Multiple drunk driving convictions and "other minor offenses," the Times explained as if drunk driving were a small thing. The illegal couldn't seem to stay away from committing crimes and doing enough of them to get caught for some of them. 

Three deportations. A wrongful-death lawsuit filed by a family whose grandfather had been killed by his irresponsible driving with the innocent farmer named as the defendant.

Amid all these problems created for the farmer -- truly, a lifetime of irresponsible acts the illegal couldn't stop doing on his "borrowed" identity, the farmer, Dan Kluver, had to spend mountains of time trying to plead with the IRS that his identity had been stolen and he wasn't the person earning all the money from the dog food factory in Missouri. They didn't care. They put him on hold when he tried to call them and in the end a judge said he had to pay the illegal's taxes until he could 'prove' he was a victim of identity theft. The onus was on him. And he had to reason with these bureaucrats constantly, all for the crimes of someone else:

They spent the next decade living with the consequences — annual tax audits, budgets that never added up, whispered arguments after the kids went to bed. Kluver kept calling government numbers and waiting on hold until he eventually resigned himself to a payment plan. He agreed to send the I.R.S. $150 each month, which he’d done more than 35 times. “I can’t keep obsessing over this and getting nowhere,” he told Kristy. “I need to think about something else.”

Meanwhile, the lefty media and leftist pols kept calling illegal immigration a 'victimless crime' as churchmen ran around at protests with signs like 'Justice for Immigrants.' 

As for the farmer Kluver:

But what bothered him lately was the idea he kept hearing from liberal politicians and even some relatives in Minnesota — that illegal immigration was mostly harmless, a victimless crime. His name was no longer his own. His debts were spiraling. He was still cutting checks to the I.R.S. for $150 each month, and the government said that debt was his to pay until a court determined otherwise. Even if the other Dan Kluver seemed to be a decent man — working, raising a family, going to church — his patience had limits.

Meanwhile, the illegal paid lip service to admitting the havoc he wrought with the other man's life, but excused himself as any irresponsible person would do as 'got-to-get-by.'

After the lawmen caught him, the scenario went like this:

His lawyer had advised him that he was essentially out of options. She had managed to postpone his case until at least January 2026, but he faced a mandatory minimum sentence of two years in prison followed by deportation to Guatemala. During the initial court hearings, Perez-Bravo had listened to the prosecution talk about the other Dan Kluver — a loyal employee, a devoted father, a debtor sending monthly payments, a victim of a broken system.

“He sounds like me — a good worker,” Perez-Bravo told his wife, one day last month. “I don’t want to mess things up for anyone. I just want to work. It makes me crazy with no job. How many hours can I sit and pray?”

Oh how pitiful, he "had" to listen to the court describe the victim impact.

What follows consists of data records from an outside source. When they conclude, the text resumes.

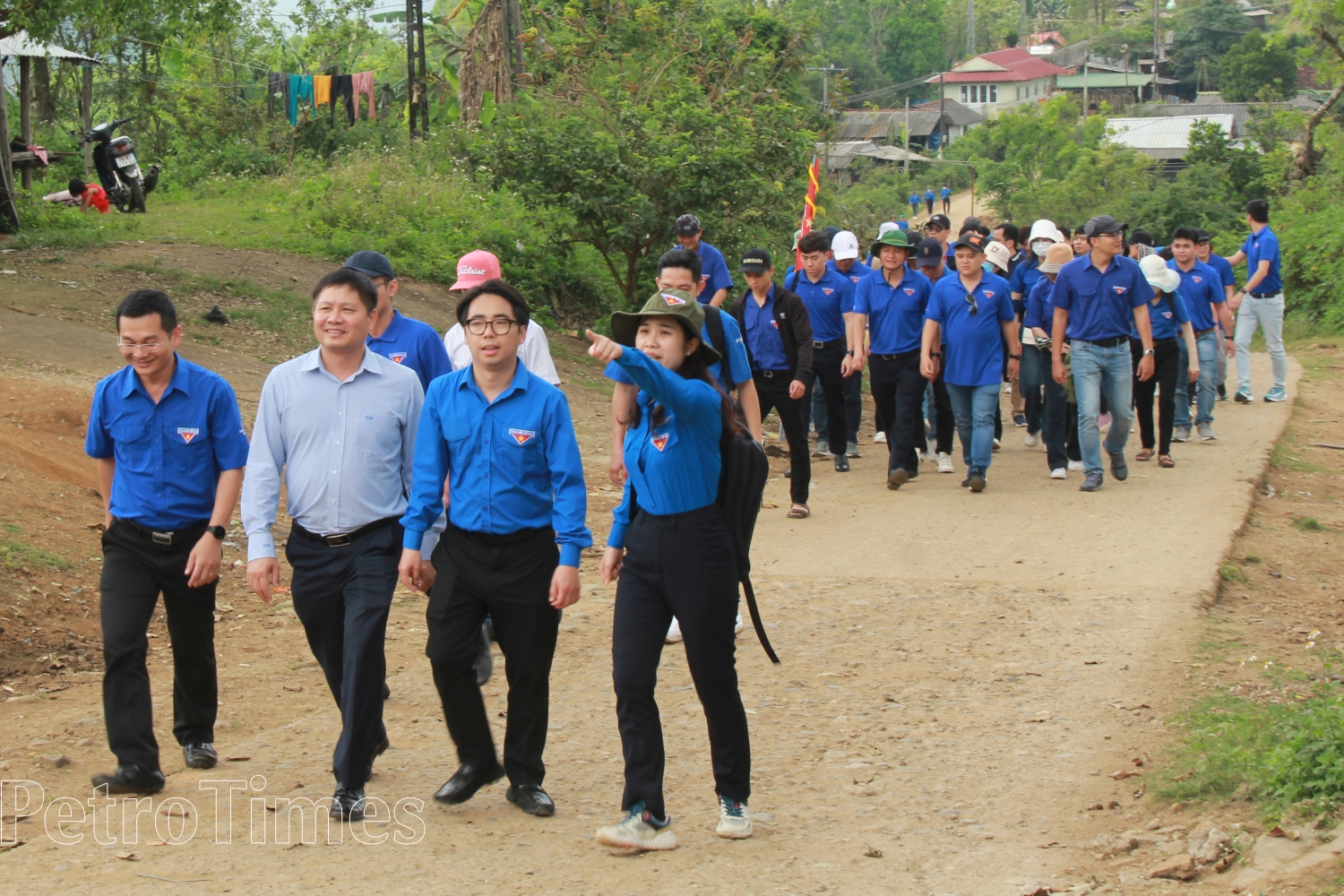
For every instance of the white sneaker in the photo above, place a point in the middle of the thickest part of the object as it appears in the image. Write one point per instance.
(734, 820)
(637, 831)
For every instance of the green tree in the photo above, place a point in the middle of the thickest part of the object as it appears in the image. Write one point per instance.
(1255, 65)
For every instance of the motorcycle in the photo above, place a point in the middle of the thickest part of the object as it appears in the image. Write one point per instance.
(118, 171)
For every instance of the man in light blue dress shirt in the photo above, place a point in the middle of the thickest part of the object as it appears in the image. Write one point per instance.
(339, 424)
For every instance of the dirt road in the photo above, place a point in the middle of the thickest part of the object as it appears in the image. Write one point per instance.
(961, 676)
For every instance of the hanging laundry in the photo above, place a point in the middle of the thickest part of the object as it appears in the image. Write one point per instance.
(363, 83)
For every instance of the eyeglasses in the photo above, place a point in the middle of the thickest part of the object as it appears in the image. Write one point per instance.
(148, 349)
(478, 327)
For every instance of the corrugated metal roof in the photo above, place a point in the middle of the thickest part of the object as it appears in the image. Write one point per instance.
(1161, 137)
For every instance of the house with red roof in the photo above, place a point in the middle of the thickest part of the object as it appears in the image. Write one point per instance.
(999, 80)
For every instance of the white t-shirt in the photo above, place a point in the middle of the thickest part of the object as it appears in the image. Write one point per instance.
(535, 352)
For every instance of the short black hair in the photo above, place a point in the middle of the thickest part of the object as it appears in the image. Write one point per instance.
(142, 303)
(496, 288)
(814, 242)
(682, 258)
(354, 280)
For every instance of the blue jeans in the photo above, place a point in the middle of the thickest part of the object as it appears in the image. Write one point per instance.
(1102, 371)
(1207, 347)
(973, 408)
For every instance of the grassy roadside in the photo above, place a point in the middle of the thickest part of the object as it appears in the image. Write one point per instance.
(1271, 726)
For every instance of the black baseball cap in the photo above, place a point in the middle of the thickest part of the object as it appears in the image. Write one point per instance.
(929, 253)
(687, 226)
(371, 263)
(1104, 225)
(755, 261)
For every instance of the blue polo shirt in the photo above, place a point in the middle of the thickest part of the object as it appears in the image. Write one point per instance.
(1263, 247)
(168, 454)
(828, 301)
(762, 333)
(1099, 306)
(413, 344)
(895, 314)
(973, 344)
(736, 357)
(1199, 288)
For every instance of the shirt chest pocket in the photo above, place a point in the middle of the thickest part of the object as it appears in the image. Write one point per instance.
(379, 435)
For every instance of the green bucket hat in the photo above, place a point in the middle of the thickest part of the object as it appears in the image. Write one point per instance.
(894, 237)
(666, 303)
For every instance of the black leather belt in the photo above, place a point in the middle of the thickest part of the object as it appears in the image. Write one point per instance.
(341, 538)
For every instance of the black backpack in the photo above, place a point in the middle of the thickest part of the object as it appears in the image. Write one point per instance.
(741, 489)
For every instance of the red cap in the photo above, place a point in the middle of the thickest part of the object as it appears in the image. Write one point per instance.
(476, 268)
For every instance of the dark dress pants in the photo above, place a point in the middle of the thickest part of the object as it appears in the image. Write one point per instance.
(679, 564)
(1166, 375)
(773, 392)
(134, 571)
(507, 576)
(898, 389)
(341, 595)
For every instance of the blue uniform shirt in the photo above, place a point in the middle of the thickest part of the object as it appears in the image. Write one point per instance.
(736, 357)
(1263, 247)
(895, 314)
(1199, 288)
(763, 336)
(1099, 304)
(828, 301)
(672, 463)
(413, 344)
(513, 463)
(168, 454)
(973, 344)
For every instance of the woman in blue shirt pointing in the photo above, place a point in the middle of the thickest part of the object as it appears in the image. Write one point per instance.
(674, 556)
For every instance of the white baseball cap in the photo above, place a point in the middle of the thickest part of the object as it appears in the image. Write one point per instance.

Well, he did 'mess things up' for an innocent person. Just wants to work, do the bad things he does on the side, too, and too bad about the consequences for the other guy. Don't his needs come first?

It's disgusting. And the Times goes to great ends to make him some kind of sympathetic figure, despite his actual behavior beyond the identity theft that caused those lives to 'intersect.' He's hard-working. He's a 'father.' He goes to church. His community loves him. He's like the farmer actually.

Yet one was a dirtbag, and the other was utterly blameless. The Times doesn't see any difference, giving both players equal weight in its moral-equivalance story.

Well, it isn't working. The overwhelming sympathy is with the farmer, not the illegal who belongs in jail and out of this country for the rest of his dishonest life.